3. If your child is familiar with classical music via the Disney Baby Einstein and Little Einstein series, or just because classical music is appreciated  at home, then they will enjoy discovering that Beethoven, Bach, Brahms and many others were German.

Kaffe und Kuchen

Kaffe und Kuchen – Lecker!!

4. Enjoying “Kaffe und Kuchen” with good friends and their children. This ritual also referred to as  Kaffeeklatsch is still quite common in Germany on a Saturday or Sunday afternoon. Our very gracious, German-American friend likes to explain to her own children and guests the names of the German cakes and cookies she serves as well as play engaging word games and guessing games with the kids at the table for an authentic German experience.
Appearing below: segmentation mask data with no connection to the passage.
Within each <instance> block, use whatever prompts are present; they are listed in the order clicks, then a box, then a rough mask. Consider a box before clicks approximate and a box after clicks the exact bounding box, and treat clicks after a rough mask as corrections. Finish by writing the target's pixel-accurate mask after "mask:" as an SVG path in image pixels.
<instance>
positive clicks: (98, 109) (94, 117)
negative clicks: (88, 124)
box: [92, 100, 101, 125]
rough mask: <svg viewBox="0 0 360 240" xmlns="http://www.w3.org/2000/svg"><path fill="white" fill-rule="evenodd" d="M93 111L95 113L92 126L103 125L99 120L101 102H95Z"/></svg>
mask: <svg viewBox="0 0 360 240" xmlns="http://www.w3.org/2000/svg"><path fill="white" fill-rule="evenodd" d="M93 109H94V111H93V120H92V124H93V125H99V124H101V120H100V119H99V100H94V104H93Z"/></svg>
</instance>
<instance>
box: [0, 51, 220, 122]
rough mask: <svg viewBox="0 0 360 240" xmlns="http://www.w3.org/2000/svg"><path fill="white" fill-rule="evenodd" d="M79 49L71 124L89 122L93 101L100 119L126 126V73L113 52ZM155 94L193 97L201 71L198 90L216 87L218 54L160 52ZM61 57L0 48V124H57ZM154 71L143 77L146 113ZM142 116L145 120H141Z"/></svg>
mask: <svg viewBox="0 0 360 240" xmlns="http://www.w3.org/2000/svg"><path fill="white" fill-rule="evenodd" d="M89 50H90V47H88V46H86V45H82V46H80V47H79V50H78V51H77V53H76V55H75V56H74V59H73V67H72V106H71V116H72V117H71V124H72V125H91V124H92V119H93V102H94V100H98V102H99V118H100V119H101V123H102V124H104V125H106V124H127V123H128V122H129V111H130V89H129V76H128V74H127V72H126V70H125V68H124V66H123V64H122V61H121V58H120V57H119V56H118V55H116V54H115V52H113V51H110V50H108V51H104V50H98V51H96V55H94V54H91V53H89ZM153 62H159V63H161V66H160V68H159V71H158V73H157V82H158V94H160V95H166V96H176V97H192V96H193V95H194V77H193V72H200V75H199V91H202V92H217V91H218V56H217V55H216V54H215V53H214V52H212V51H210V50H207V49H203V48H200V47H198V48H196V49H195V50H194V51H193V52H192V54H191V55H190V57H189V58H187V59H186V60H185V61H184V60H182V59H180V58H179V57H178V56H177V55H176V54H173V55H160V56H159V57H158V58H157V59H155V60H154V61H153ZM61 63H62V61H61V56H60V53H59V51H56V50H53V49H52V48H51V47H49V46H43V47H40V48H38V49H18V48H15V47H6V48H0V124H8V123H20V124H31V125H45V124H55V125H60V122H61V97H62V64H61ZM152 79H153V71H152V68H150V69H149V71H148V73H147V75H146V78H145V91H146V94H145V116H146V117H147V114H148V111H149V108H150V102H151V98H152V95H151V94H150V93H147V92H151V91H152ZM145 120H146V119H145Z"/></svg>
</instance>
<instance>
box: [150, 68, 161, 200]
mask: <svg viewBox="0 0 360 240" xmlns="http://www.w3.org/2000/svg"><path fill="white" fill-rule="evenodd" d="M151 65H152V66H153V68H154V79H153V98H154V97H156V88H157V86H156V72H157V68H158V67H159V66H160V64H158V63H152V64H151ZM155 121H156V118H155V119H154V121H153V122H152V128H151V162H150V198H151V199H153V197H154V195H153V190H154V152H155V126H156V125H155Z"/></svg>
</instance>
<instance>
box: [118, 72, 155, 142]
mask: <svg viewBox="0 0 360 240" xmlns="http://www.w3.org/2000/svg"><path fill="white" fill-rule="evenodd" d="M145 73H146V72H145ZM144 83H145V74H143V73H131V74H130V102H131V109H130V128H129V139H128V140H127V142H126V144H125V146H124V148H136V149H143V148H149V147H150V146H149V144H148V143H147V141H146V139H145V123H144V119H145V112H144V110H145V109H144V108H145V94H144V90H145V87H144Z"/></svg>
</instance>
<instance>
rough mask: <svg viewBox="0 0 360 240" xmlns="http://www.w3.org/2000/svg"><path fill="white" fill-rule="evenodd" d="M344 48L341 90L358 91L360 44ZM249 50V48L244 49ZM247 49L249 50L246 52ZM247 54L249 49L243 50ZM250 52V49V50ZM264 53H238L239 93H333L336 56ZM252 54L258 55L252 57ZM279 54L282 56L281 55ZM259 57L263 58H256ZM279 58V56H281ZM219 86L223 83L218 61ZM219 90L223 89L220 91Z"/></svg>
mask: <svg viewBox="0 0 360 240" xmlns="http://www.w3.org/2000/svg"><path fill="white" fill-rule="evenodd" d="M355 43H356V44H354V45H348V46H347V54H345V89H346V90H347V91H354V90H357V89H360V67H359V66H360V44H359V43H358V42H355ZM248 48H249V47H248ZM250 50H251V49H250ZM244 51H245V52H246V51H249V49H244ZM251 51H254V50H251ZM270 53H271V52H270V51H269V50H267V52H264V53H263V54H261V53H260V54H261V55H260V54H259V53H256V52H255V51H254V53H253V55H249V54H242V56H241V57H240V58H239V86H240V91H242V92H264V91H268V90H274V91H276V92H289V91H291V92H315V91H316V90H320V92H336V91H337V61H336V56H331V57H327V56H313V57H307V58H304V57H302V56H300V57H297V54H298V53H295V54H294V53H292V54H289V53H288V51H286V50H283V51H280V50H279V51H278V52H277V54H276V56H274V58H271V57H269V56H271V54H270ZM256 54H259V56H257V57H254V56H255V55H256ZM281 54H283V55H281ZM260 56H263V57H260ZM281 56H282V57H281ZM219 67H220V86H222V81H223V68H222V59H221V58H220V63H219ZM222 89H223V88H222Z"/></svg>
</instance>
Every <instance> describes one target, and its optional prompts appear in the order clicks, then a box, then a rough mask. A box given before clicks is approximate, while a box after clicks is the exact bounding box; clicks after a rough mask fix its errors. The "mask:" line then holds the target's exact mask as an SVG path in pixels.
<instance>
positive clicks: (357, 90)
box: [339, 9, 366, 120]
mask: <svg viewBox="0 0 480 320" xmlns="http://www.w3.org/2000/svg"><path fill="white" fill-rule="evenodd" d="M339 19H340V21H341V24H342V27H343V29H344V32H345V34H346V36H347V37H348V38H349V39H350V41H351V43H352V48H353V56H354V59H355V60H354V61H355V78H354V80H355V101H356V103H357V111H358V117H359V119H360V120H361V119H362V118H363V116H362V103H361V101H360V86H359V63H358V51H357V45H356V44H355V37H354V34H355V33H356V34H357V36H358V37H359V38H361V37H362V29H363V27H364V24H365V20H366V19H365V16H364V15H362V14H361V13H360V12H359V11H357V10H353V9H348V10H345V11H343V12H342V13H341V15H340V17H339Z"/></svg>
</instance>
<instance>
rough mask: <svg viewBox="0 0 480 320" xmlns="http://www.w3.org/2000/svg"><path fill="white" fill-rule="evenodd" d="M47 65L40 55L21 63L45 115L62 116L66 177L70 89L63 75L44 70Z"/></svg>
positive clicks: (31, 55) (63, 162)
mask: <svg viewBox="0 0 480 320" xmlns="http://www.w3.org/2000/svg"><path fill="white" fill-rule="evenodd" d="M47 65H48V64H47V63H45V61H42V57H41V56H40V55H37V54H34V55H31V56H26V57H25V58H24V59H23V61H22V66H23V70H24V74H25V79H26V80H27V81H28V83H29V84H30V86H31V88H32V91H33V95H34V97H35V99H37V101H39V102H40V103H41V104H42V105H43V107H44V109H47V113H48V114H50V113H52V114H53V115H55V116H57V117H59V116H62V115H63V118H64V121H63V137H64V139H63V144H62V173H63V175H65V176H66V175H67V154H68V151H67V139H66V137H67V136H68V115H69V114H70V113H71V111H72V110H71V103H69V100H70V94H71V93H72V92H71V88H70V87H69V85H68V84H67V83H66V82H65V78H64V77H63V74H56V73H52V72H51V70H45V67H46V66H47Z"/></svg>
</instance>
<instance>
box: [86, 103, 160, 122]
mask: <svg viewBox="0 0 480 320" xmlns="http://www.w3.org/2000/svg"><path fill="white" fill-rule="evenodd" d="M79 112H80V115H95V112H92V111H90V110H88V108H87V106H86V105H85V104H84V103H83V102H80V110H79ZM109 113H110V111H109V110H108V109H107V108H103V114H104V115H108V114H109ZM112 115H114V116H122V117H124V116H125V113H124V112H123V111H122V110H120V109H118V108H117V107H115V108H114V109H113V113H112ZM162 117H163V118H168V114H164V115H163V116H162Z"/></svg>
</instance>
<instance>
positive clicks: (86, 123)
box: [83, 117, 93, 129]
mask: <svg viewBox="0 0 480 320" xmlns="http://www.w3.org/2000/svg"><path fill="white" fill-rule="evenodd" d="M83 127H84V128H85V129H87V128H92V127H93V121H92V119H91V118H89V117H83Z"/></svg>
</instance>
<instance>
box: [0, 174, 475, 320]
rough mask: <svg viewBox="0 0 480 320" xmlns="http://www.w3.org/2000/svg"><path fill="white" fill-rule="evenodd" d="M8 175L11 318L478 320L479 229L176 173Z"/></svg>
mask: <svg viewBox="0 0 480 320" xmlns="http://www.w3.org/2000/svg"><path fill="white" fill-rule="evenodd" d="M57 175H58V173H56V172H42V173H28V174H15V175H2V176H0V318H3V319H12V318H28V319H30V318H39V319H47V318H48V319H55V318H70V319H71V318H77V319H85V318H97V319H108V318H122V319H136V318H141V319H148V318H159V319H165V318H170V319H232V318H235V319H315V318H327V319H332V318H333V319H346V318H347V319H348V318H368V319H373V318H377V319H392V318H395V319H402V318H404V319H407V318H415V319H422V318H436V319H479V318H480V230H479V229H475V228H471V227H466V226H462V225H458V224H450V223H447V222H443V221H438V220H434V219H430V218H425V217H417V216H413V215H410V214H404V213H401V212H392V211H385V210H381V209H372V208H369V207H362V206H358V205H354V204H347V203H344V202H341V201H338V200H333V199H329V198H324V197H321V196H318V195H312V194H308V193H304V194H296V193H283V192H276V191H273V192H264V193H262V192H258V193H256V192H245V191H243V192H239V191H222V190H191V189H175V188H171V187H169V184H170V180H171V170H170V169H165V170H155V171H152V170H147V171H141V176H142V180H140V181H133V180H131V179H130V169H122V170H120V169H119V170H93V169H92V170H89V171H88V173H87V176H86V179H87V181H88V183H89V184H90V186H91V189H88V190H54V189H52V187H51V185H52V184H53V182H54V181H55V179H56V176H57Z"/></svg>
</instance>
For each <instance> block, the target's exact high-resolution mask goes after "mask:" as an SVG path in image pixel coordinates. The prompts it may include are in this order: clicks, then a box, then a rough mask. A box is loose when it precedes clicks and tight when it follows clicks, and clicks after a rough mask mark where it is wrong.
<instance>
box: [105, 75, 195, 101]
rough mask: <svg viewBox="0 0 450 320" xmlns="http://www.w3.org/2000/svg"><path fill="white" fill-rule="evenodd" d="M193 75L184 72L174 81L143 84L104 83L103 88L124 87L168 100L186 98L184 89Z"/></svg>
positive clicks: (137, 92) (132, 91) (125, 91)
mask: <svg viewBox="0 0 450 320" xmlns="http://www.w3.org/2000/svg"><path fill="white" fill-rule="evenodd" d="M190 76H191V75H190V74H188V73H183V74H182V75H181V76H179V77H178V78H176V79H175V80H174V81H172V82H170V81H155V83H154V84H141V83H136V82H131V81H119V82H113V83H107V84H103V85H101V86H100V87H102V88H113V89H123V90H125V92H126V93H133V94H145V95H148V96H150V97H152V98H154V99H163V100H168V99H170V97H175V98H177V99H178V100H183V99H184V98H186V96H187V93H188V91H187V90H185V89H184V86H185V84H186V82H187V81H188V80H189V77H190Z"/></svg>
5. Finding and highlighting some English words and expressions that are German or akin to German. (i.e. hound, rectangle, Gesundheit, kaput, Wiener, hamburger, and Fußball). Children find these relationships between words and languages “funny” which will help them remember vocabulary words and roots more easily.

 

Always remember to keep your language endeavor fun. What do you and your family do to keep your language plan fun?